Feds announce 2022 measures to protect endangered orcas

The orca mother that sparked international headlines by carrying her dead calf for 17 days in waters off the Pacific Northwest coast in 2018 has given birth again. The Centre for Whale Research says a new calf was spotted on Saturday with a pod of endangered southern resident killer whales and the mother has been identified as J35, or Tahlequah, shown in a handout photo. THE CANADIAN PRESS/HO/Katie Jones, Center for Whale Research MANDATORY CREDIT

For the fourth year in a row, Transport Canada has announced measures to protect southern resident killer whales in British Columbia.

Announced Friday, they include additional closures of commercial and recreational salmon fisheries, "seasonal slowdown areas," and limits on whale watching tours.

"These actions will help protect the whales’ access to salmon and minimize disturbance in key foraging areas," says a statement from the federal agency.
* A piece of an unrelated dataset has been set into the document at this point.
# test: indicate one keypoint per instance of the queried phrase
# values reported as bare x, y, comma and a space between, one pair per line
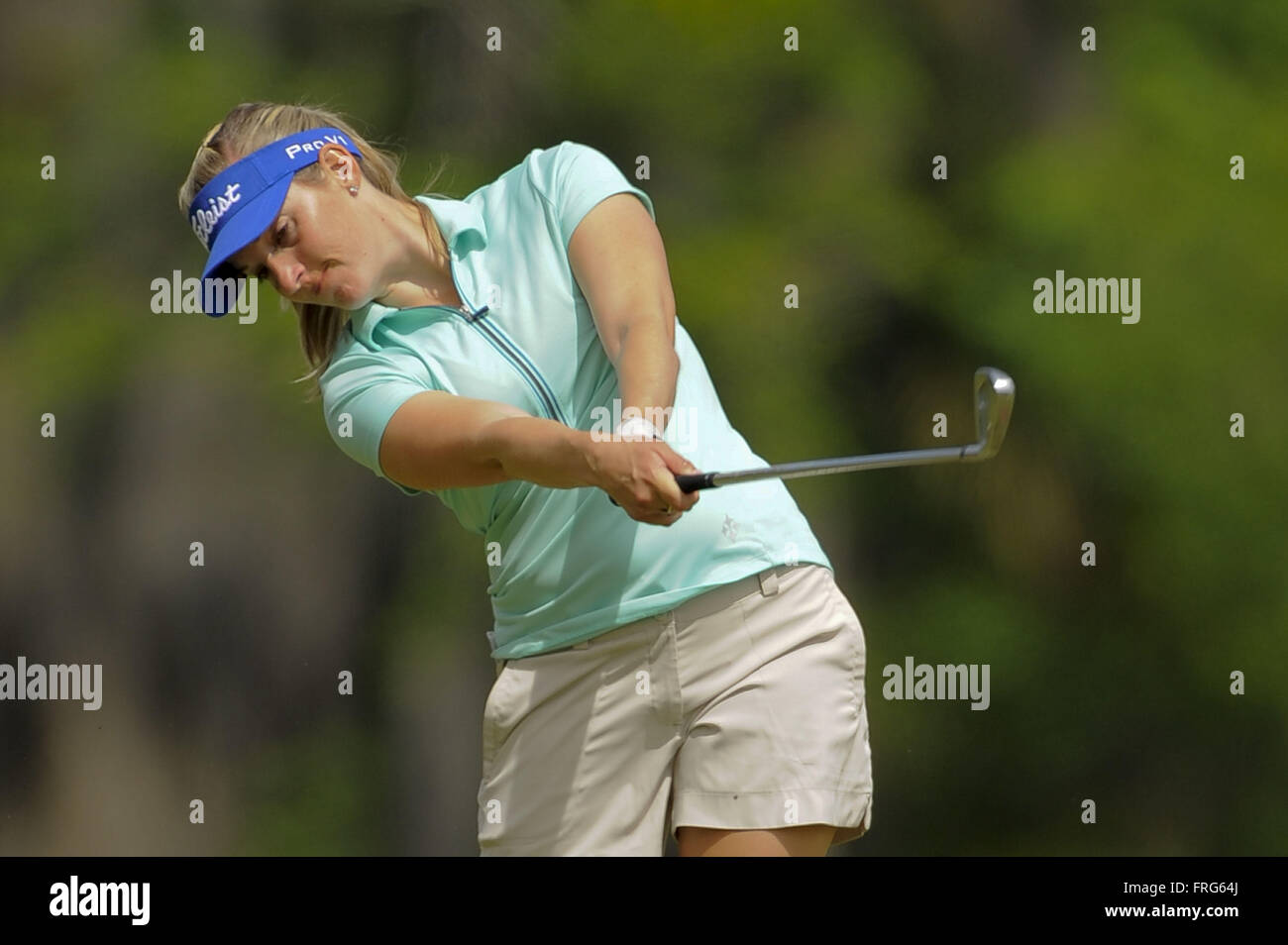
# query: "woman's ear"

"Fishers are also asked to voluntarily stop fishing (do not haul gear) within 1,000 metres of killer whales as a best practice to reduce competition for their food and disturbance in their presence."

The department says two new slowdown areas co-developed with Pacheedaht First Nation will take effect on June 1 and last until the end of November, restricting vessels to a maximum speed of 10 knots in an area near the western entrance of the Strait of Juan de Fuca.

For the third consecutive year, it says vessels must stay at least 400 metres away from all killer whales in southern B.C. waters between Campbell River and Ucluelet, a measure that's in effect year-round until at least next May.

Transport Canada says a renewed agreement with local whale watching and ecotourism industry partners means they may not offer or promote tours that are focused on the endangered orcas.

Reducing pollution and underwater noise are also parts of the strategy.

"Southern resident killer whales have called the Pacific coast home for thousands of years, and we want to see their population grow, flourish, and return to their former abundance," said Minister of Fisheries, Oceans and the Canadian Coast Guard Joyce Murray, in a statement.

"Our government has been taking significant actions to protect these majestic creatures and we will enhance our protection measures to help limit the impacts of human activity in their habitats."

In 2021, according to Transport Canada, there were 155 "enforcement actions" taken and $51,500 worth of fines issued for violations of these measures.

"Mariner educational campaigns that were held during the boating season positively impacted compliance with the measures, and these efforts will be increased this year," the statement continues.

The whales were officially listed as endangered in Canada in 2003. The primary threat to their population is the scarcity of chinook salmon. Underwater noise and contaminated water are the other two key factors.

As of March 2021, the federal government said there were 73 remaining.